The Air Force issued a $905 million contract for work on its Advanced Battle Management System — the family of systems being developed to enhance command and control and battlefield communications networks.
The indefinite-quantity, indefinite-delivery contract was awarded to Los Angeles-based Silvus Technologies to supply the Air Force with a mobile ad hoc network (MANET) for part of the ABMS called the “MeshONE” network, according to a news release published June 1. The network aims to provide high-bandwidth edge communications systems to allow data and information to flow across air, land and sea.
The ABMS family of systems is the Air Force’s technical backbone for its futuristic network-of-networks, Joint All Domain Command and Control (JADC2), which will also link operations to the domains of space and cyber, including through the use of artificial intelligence.
“We are excited for the opportunity to leverage our cutting edge MANET technology to solve some of the Air Force’s toughest communications challenges,” said Andy Narusewicz, Silvus director of DOD programs “Silvus is proud to have contributed to the success of the first ABMS experiment and looks forward to stretching the capabilities of our MANET further in future events.”

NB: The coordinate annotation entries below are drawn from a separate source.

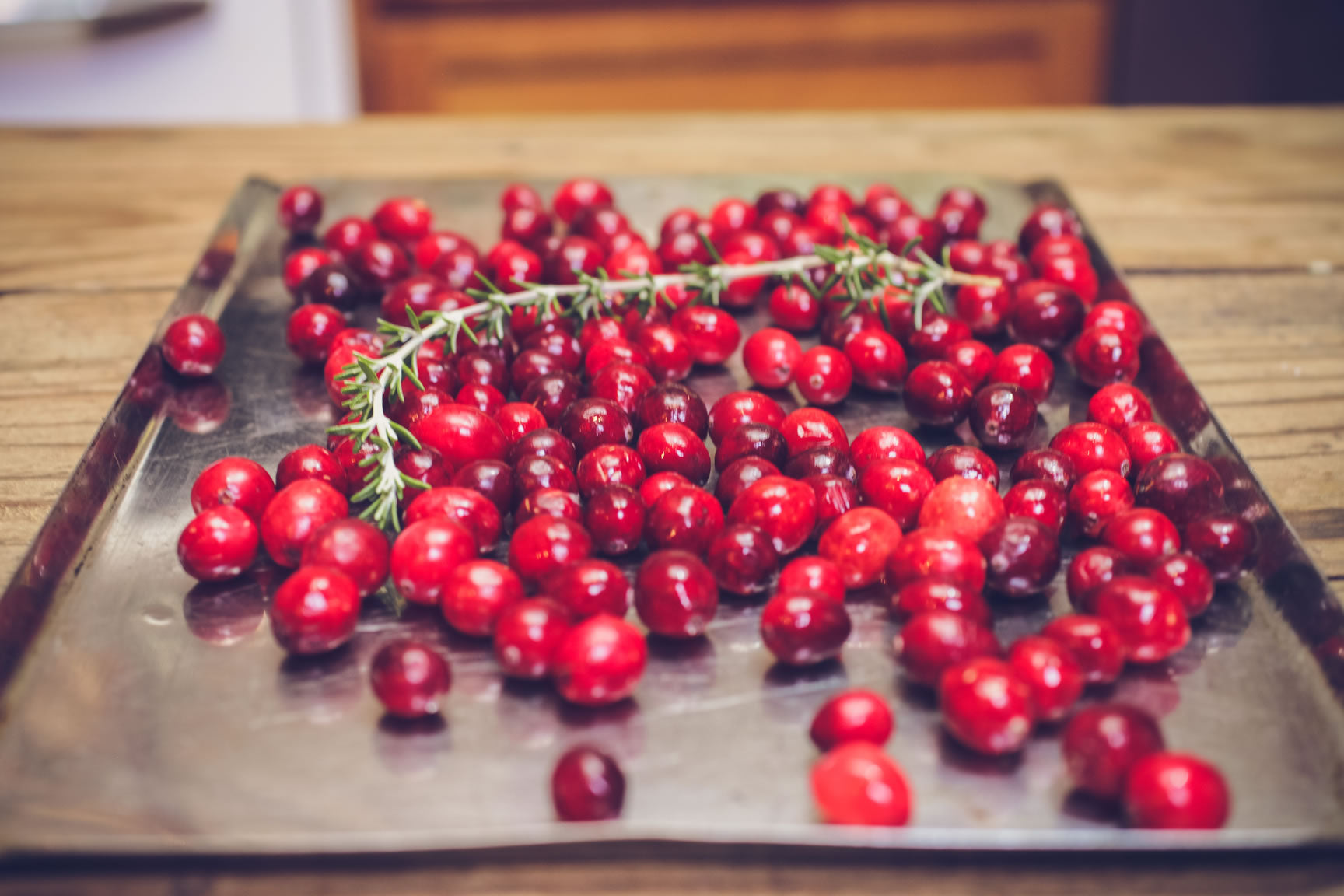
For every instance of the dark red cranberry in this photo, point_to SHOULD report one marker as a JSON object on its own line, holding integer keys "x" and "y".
{"x": 315, "y": 610}
{"x": 804, "y": 629}
{"x": 1172, "y": 790}
{"x": 600, "y": 661}
{"x": 1102, "y": 743}
{"x": 1225, "y": 541}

Silvus participated in initial ABMS experiments in December where joint military operations tested how well the system could translate data across domains and better leverage data to inform decisions. The latest contract will allow the Air Force to increase its use of the company’s technology in future test events, according to the release. AMBS test events have been postponed until at least August due to the coronavirus pandemic.
The company was also recently selected to provide commutations and network technology to the Army’s battlefield network modernization projects. Silvus won contracts to work the Next-Generation Combat Vehicle (NGCV), Integrated Tactical Network (ITN), and Integrated Virtual Augmentation System (IVAS) programs, according to the company.